The Japanese have a saying that they got from the Chinese that I mention from time to time: ningen banji, saiou-ga-uma (nin-gen BAHN-gee, sai-OH ga OO-mah), which literally means "all things in human affairs are like Saiou's horse." Saiou was a guy whose horse ran away one day, and when everyone said what a bad thing that was, he asked "How do you know for sure?" The next day, the horse returned with another one, so it was good luck, right? Then Saiou's son falls off the new horse and breaks his leg, which was a bad thing. But because of his injury, he didn't have to ride off to war the next day and be killed. It just goes to show that you can't tell if something will turn out to be good or bad in the end. If, for example, you're injured in a car accident, it might really have been a good thing, since a more serious accident or worse was avoided -- which can really change how you view events over the course of your life.

This is all a clever segue to talk about the trip my daughter was supposed to take with her fifth grade class this summer, which I mentioned here a few months ago. All kids in the fifth grade take a trip in the summer called Seaside School where they learn about the sea and have fun with their friends (they have it in high school, and it's also a common plot device in anime and dating-sim games). Because my daughter spends most of the summer in the U.S. doing "American kid" things like horseback riding at Girl Scout Camp, she wasn't going to be able to attend Seaside School, and we got some pressure from the school to "get with the group" even if it meant changing our plans for the summer. (The trip was smack dab in the middle of Japan's six-week long summer break, making tweaking our schedule a little difficult.) We debated the issue back and forth and got a lot of useful advice from readers (thanks!), but in the end we decided that we had to choose the U.S. since my little girl gets so little time to practice her English otherwise, and we're especially concerned about keeping her reading up to speed. It turned out to be the best decision we could have made, since the place where the fifth graders were to have gone was Kashiwazaki, Niigata Prefecture, on the Sea of Japan side of the country. Which just happens to be the location of the nuclear power plant that spilled radioactive material during the offshore earthquake two weeks ago, causing Seaside School to be cancelled, nuclear waste one of those things parents aren't too keen on. All in all, we're quite happy with the decision we made, even though it was hard to choose between Japan and the U.S.
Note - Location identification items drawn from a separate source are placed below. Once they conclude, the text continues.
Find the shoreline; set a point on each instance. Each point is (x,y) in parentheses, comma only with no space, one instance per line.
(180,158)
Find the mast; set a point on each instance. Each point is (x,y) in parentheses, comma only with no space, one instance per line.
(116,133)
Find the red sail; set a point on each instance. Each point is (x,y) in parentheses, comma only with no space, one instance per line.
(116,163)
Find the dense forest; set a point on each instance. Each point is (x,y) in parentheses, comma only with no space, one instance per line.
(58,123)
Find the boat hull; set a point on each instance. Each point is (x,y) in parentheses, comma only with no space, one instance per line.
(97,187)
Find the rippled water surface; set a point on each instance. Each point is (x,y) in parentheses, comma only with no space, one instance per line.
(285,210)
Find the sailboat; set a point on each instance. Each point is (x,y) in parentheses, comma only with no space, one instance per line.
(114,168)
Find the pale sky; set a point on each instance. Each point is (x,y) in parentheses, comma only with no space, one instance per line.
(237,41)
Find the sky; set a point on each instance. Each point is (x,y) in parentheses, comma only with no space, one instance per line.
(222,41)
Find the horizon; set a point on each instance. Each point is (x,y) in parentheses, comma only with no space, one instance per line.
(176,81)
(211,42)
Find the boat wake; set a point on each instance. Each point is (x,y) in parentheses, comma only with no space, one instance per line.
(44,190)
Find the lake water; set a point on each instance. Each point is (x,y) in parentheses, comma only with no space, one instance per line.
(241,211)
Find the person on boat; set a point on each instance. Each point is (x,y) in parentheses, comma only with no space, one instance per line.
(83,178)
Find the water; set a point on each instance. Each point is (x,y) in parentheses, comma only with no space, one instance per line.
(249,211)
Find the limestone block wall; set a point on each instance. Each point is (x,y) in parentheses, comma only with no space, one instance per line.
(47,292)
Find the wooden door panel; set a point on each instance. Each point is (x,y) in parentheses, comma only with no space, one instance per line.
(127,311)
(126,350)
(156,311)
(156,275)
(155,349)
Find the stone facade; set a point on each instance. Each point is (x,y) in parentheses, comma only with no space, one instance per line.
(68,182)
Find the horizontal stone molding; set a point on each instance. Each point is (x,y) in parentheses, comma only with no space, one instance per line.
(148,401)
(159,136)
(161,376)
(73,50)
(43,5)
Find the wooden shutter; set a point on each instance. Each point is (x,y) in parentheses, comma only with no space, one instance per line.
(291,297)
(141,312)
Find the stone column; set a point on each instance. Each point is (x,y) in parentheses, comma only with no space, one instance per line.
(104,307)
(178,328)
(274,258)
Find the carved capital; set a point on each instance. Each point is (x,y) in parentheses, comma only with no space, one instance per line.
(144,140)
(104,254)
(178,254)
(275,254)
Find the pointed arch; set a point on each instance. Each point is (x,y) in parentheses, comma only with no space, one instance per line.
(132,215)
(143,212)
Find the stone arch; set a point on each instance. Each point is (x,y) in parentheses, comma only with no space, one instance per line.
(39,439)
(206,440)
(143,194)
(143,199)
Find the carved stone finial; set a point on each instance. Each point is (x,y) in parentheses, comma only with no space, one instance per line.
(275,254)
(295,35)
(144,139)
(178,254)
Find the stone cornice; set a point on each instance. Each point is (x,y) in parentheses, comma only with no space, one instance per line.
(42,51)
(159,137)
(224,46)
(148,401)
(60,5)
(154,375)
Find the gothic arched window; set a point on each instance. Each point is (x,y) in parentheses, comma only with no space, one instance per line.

For the record, it's hot, hot, hot in Japan right now, with the kind of humidity I think of as "East Coast summer weather" from my days living in Maryland and Virginia. Japan has just about the best air conditioning technology in the world, enabling the J-List staff to stay cool enough for the most part while we work, although this doesn't help us at home, where walls and ceilings are still torn up from the remodeling work we're doing -- no air conditioning, except for one cramped room of our house. One of the most memorable sounds of summer in Japan are cicadas, called semi in Japanese (although I joke that they're so loud, they're "auto" -- sorry), happily singing their semi song while they bask in the heat, which they're doing right outside my window right now -- if you want to hear what they sound like, view the movie on the J-List main page. Japan is a country that really values its four seasons, and a whole class of poems have been composed about enjoying the little differences between this season and that. The Japanese love to celebrate the imagery of each season...cicadas and eating shave ice in the summer, the beautiful colors of the leaves in the autumn, eating piping hot baked sweet potato in the winter, and getting drunk with friends with the cherry blossoms falling around you in the spring. Ah, living in Japan is fun.



Okay, got a few more pics from Comicon to throw at ya before I forget. A shojo manga version of Labyrinth? Great idea!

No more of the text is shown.